The IPO isn’t just a financial gamble. It’s a test of whether the West can still set the rules of the digital economy—or whether it’s already ceding that power to the highest bidder.
Marilyn at 100: When icons outlive their myths
A century after her birth, Marilyn Monroe is still the most photographed woman in history. A new exhibition at London’s National Portrait Gallery traces her evolution from Norma Jeane to global icon—and exposes the machinery behind the myth.
The show is a masterclass in cultural commodification. Monroe’s image wasn’t just sold; it was engineered. Every photograph, every film still, every publicity shot was designed to project a specific fantasy: the dumb blonde, the sex symbol, the tragic heroine. But the exhibition also reveals the cracks in the facade. Monroe’s own words, scribbled in notebooks and letters, paint a different picture—a woman acutely aware of her own exploitation, yet powerless to escape it.
What makes Monroe’s story relevant today isn’t just her fame. It’s the way her image was weaponized, then discarded. In an era of AI-generated influencers and deepfake porn, Monroe’s legacy is a warning: when culture becomes content, the people behind it become disposable.
The NHS’s quiet revolution: When innovation becomes a postcode lottery
In Huddersfield, a town better known for its textile mills than its tech startups, something unexpected is happening.

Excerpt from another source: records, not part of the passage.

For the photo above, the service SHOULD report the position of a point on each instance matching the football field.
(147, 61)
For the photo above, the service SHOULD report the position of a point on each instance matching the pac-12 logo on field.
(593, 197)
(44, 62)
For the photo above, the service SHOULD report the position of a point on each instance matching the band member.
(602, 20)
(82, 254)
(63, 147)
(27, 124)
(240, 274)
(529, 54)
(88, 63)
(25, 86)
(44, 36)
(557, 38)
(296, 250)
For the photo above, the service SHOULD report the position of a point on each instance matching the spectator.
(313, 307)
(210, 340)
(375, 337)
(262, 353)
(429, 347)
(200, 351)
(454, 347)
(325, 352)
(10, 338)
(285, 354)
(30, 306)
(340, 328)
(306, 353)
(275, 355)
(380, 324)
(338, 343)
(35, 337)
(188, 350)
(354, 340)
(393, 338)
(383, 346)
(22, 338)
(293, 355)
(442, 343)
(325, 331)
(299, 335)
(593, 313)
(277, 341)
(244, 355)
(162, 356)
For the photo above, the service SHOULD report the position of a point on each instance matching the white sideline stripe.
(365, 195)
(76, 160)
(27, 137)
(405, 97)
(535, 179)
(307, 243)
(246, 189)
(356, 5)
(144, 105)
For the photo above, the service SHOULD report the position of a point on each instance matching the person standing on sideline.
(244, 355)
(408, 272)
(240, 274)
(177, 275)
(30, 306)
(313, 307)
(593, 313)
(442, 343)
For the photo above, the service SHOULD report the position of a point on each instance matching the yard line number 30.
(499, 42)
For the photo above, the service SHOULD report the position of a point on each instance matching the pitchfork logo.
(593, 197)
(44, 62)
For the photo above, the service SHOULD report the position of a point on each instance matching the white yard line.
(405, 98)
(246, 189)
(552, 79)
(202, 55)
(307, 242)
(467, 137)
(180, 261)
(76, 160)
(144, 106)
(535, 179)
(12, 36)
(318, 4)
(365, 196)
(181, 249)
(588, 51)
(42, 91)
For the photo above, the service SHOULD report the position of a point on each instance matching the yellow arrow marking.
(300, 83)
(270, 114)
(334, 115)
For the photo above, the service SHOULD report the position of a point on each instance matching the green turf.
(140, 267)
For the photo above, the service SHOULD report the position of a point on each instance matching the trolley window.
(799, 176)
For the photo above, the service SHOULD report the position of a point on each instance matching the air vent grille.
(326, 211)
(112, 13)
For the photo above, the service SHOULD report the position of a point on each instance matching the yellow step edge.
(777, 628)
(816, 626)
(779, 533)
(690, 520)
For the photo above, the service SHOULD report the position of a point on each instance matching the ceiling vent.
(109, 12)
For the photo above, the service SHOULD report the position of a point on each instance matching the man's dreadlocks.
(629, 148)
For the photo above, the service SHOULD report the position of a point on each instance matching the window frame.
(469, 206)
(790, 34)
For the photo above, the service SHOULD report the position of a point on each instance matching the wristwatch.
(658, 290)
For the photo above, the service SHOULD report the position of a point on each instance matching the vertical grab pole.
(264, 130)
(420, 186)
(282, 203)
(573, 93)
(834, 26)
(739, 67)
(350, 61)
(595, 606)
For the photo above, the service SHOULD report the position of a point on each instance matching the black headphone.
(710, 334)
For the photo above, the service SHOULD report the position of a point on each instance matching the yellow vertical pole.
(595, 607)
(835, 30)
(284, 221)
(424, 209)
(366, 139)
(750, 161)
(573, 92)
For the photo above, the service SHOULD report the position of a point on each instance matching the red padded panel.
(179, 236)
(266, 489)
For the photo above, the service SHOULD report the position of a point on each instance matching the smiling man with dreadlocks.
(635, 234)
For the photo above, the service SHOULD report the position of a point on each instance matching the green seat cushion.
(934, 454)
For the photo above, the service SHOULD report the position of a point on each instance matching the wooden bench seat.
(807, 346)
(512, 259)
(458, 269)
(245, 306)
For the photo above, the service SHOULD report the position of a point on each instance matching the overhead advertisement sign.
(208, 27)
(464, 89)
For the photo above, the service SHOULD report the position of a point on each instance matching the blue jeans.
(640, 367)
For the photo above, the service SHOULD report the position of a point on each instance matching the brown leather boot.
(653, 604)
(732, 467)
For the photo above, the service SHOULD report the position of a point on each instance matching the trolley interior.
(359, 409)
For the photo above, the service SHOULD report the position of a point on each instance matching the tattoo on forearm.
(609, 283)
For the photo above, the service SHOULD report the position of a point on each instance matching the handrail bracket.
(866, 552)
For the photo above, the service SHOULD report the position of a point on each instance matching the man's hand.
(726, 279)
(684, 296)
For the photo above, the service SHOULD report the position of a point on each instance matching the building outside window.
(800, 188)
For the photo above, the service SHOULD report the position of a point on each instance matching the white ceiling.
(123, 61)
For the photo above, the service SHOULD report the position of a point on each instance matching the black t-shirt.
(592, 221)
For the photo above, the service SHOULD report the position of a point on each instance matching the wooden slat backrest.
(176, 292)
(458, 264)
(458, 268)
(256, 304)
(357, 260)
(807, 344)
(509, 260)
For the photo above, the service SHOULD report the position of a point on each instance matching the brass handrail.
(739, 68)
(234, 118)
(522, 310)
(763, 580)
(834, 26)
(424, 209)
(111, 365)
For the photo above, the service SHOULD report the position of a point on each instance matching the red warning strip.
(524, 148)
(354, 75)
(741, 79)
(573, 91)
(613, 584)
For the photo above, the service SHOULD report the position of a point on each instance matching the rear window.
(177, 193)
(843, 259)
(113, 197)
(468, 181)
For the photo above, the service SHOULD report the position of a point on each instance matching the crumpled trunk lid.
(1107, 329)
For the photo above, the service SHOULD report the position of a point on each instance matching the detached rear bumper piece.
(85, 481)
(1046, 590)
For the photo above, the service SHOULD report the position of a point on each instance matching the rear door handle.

The University of Huddersfield is building a £100 million health innovation campus, backed by private investors and NHS trusts. The goal? To turn medical breakthroughs into local jobs—and local jobs into better healthcare.

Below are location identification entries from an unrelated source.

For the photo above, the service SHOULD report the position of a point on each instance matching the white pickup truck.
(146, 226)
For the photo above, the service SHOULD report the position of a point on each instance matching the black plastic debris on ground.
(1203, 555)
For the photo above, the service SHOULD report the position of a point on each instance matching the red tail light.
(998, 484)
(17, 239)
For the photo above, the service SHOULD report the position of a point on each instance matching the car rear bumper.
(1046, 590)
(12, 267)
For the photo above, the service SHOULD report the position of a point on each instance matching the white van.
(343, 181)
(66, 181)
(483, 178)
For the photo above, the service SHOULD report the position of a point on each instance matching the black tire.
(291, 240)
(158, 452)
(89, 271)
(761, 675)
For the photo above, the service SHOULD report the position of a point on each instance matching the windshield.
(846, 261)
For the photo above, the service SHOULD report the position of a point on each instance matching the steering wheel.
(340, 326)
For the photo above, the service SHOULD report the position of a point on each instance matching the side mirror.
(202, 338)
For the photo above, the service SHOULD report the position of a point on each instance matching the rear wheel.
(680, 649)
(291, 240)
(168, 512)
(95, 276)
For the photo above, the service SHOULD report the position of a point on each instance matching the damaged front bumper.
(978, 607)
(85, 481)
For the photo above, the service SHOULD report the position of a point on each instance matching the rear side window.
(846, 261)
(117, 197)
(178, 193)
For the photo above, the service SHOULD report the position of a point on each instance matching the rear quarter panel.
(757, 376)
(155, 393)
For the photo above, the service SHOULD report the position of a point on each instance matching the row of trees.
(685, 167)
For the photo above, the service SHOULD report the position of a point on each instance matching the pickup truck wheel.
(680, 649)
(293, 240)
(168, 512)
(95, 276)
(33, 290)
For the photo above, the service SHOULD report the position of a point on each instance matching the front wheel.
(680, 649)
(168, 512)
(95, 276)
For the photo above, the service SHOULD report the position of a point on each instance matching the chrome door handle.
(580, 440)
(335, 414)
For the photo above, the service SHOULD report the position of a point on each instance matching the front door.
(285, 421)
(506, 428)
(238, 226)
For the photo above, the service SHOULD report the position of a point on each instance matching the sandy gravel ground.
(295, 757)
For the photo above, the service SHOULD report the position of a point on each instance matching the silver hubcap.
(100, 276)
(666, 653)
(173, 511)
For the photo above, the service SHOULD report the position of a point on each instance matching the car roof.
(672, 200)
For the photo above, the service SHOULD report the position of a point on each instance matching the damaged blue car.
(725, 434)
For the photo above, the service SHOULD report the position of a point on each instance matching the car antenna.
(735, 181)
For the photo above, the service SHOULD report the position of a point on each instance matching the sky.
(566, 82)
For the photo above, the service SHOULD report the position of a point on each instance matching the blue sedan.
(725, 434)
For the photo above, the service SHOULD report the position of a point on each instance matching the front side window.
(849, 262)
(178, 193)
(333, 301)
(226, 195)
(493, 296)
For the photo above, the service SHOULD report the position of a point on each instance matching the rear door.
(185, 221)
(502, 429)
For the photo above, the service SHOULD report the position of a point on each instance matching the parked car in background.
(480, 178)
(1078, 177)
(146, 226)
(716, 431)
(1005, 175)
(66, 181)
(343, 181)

It’s a rare bright spot in Britain’s struggling health system. But it’s also a reminder of how unevenly innovation is distributed. While Huddersfield bets on biotech, hospitals in Blackpool and Bradford are cutting services. The NHS’s postcode lottery isn’t just about waiting times; it’s about who gets access to the future of medicine.
The government calls this "levelling up." But when innovation is driven by private investment rather than public need, it risks deepening the divide. Britain’s health tech boom could save lives—or it could become another symbol of a country where opportunity is a privilege, not a right.
What this tells us
Today’s stories share a common thread: power is shifting, and the old rules no longer apply.
The EU’s steel quotas reveal a continent that talks solidarity but practices protectionism. Britain’s silence exposes a government more interested in avoiding controversy than defending its allies. OpenAI’s IPO is a gamble that the future of AI will be decided by markets, not by ethics. Marilyn Monroe’s centenary reminds us that icons are made, not born—and that their legacies are often controlled by those who profit from them. And the NHS’s innovation lottery shows how unevenly the benefits of progress are distributed.
The question for Britain isn’t just what kind of country it wants to be. It’s what kind of world it’s willing to fight for.